Великан проснулся неожиданно, бурно и по-великаньи. Стук, звон, грохот разбитой посуды, визжание Кузи и похмельное мычание Иерихонской трубы. Видимо он решил повернуться на спину, и повернулся, вот только упал с дивана на пол, зацепил ногой елку, уронил ее себе аккурат промеж ног, разбив при этом практически все игрушки, а руками опрокинул журнальный столик с вазами, открытками, цветами и подарками. Мы молча смотрели на разруху в большой комнате, которая сделалась сразу маленькой от его внезапного пробуждения, и слова, которые подбирались в этот момент, были нерадушными, негостеприимными, бессвязными и громкими, поэтому мы, не сговариваясь, молча смотрели на проснувшегося незнакомца.
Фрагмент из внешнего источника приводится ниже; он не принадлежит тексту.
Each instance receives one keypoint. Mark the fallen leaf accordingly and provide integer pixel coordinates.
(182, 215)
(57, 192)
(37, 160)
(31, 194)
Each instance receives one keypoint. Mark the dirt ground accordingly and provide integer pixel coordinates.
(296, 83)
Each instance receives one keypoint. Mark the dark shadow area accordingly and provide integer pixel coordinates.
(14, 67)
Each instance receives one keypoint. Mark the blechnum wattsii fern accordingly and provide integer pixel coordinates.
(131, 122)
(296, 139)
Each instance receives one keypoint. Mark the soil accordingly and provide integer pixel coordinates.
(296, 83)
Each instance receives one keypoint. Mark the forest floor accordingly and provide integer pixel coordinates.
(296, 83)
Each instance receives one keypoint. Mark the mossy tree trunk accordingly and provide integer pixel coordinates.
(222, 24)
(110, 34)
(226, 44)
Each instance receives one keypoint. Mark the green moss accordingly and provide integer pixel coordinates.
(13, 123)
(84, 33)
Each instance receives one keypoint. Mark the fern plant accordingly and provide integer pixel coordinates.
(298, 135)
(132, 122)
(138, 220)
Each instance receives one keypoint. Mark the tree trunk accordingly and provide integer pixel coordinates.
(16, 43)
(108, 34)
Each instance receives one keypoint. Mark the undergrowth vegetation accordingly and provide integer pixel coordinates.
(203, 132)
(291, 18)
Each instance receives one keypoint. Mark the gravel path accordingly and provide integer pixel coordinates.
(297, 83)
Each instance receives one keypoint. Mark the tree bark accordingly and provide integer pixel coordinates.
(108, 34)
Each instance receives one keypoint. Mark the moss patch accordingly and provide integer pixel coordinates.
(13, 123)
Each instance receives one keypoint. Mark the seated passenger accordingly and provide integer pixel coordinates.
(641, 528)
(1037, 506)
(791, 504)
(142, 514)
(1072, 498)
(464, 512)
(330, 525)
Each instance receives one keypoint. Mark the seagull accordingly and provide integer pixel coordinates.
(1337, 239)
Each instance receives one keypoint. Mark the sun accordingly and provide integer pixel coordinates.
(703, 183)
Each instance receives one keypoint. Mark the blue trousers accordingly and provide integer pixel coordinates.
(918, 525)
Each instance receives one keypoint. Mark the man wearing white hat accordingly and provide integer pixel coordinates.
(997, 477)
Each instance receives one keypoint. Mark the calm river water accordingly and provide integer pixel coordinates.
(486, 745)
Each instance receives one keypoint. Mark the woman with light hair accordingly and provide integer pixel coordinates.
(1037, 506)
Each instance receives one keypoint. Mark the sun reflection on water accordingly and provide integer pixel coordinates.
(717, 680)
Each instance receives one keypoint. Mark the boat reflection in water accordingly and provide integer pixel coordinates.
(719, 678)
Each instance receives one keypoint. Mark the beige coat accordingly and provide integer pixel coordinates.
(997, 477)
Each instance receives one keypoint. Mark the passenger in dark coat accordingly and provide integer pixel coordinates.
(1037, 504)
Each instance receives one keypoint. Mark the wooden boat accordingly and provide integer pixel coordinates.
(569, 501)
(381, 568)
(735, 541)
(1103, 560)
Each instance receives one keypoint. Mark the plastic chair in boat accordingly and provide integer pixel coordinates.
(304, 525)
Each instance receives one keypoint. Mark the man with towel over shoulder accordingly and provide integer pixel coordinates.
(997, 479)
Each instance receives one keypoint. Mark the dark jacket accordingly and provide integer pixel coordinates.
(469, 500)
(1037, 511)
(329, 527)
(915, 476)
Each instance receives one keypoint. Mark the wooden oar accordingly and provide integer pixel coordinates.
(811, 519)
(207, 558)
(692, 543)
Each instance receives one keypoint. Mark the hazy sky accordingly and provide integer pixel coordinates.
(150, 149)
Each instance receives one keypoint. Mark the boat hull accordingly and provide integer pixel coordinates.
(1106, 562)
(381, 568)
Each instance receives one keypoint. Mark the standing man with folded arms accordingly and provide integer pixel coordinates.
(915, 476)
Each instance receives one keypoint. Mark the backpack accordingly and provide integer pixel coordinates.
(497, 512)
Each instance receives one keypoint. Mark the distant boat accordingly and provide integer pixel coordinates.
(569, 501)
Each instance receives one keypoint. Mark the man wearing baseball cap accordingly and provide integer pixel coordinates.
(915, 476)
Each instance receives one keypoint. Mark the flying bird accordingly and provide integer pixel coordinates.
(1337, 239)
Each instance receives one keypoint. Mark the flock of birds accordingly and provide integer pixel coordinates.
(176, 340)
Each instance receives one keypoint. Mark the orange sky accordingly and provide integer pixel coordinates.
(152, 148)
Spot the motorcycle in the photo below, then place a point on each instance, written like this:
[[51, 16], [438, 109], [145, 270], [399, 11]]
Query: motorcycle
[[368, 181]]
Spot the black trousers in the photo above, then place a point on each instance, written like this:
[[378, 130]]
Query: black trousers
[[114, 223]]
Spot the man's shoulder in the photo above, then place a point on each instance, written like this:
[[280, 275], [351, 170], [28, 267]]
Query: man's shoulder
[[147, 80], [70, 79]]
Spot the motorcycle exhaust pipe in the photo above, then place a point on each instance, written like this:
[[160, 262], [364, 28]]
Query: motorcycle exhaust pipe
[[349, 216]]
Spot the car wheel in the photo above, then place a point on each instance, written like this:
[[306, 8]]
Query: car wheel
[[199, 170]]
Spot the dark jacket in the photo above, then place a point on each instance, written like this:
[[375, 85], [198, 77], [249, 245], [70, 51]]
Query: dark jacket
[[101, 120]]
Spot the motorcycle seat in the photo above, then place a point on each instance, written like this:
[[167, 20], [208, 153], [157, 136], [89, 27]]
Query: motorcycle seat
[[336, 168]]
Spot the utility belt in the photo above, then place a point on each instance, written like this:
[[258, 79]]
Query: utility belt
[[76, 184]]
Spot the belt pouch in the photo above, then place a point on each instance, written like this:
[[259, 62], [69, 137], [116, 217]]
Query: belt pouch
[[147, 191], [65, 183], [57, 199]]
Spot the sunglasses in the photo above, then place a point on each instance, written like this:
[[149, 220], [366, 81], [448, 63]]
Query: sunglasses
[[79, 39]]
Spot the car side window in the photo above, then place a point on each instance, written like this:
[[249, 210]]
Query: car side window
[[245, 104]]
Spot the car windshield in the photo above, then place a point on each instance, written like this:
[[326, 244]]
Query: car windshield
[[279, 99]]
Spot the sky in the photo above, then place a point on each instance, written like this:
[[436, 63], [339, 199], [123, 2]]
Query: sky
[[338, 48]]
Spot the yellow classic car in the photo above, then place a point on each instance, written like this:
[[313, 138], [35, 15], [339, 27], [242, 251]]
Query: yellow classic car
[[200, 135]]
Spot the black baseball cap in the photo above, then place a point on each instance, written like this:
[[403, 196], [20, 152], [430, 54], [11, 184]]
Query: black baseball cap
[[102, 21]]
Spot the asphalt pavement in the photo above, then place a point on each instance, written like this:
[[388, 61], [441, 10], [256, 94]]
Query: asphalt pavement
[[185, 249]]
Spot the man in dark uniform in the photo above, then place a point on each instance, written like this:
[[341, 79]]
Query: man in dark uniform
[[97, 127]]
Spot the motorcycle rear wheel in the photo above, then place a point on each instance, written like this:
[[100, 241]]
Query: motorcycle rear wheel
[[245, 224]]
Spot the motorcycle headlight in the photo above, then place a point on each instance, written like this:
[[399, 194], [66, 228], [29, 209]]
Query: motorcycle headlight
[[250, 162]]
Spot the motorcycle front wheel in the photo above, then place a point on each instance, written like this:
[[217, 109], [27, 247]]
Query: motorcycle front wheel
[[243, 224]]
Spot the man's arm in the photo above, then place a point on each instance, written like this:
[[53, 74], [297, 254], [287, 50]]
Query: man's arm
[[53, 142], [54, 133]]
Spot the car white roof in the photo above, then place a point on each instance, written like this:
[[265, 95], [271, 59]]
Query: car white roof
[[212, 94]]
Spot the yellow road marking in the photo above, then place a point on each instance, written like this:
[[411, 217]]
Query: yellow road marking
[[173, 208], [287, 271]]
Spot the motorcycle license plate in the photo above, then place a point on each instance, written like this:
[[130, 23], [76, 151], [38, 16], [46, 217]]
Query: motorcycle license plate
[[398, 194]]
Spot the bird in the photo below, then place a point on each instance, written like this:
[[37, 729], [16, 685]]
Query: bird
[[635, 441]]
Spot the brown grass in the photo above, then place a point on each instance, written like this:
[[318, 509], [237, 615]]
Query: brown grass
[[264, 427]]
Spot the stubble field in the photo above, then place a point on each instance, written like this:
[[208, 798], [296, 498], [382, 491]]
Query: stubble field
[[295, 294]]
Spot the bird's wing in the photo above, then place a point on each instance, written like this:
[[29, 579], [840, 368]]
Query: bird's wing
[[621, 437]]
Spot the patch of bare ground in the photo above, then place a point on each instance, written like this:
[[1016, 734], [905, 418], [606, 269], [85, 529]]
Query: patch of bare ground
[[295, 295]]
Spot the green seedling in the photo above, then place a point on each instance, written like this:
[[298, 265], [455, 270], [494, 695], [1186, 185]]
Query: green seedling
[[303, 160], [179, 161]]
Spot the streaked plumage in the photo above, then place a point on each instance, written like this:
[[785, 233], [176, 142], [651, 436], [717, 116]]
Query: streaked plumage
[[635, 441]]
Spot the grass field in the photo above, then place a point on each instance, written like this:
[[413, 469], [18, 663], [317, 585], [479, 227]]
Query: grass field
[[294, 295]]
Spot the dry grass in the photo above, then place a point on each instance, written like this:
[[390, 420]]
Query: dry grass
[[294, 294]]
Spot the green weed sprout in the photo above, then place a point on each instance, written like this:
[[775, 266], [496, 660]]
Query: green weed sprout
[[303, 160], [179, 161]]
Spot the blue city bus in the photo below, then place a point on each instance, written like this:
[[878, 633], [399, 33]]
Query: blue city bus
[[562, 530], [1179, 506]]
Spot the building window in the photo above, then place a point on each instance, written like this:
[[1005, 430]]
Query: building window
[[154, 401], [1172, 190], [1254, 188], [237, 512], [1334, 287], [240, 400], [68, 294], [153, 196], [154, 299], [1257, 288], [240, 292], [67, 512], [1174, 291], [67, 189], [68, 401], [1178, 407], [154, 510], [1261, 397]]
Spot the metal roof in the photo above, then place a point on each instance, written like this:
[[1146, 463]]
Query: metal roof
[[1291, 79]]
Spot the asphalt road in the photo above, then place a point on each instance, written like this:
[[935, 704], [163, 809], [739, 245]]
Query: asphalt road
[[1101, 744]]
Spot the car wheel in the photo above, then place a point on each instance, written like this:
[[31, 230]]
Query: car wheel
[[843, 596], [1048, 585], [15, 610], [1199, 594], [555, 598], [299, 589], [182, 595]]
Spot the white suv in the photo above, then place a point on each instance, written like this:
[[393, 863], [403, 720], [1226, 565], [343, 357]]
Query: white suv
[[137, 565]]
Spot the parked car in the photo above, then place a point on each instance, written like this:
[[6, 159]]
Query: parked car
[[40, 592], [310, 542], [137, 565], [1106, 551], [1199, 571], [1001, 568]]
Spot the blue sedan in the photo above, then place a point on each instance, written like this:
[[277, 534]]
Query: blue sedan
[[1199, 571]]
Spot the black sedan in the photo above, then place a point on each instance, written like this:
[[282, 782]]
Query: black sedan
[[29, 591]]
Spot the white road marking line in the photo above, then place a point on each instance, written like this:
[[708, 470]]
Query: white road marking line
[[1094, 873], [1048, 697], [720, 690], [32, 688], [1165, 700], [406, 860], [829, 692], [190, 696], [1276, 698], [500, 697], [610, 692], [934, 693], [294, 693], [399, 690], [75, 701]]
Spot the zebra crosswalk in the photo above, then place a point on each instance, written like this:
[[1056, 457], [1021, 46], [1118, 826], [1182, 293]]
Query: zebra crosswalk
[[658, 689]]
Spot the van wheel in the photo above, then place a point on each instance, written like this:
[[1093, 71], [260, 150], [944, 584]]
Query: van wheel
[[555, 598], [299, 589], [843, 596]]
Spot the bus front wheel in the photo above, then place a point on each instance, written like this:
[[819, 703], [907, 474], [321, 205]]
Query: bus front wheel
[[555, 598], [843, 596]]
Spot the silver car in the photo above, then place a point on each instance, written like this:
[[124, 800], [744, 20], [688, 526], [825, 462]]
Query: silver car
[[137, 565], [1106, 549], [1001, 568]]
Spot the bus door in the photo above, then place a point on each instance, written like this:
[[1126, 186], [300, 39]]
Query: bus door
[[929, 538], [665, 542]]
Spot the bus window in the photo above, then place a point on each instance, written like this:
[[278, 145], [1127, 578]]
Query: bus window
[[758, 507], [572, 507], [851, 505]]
Он лежал на спине, прикрытый помятой елочкой, среди тонких осколков елочных игрушек, и больших кусков расколоченных ваз и вазочек, старательно возвращал себе зрение, и, вернув, начал недоуменно озираться по сторонам. Наконец, он осмысленно посмотрел на меня, потом на Кузю, изогнувшуюся мохнатой стрелой, потом на Теплую. В его первых словах был густой перегар, сонная лень, и страшный сушняк:
- Где я?
- В гостях,- сказала Теплая душевно. Села на краешек дивана, предварительно осторожно смахнув мелкую стеклянную пыль, и недобро глядя ему прямо в глаза повторила: - в гостях!
- А вы – кто?
Похоже, он спрашивал, потому что надо было что-то спрашивать, ответные слова не доходили до его обезвоженного организма.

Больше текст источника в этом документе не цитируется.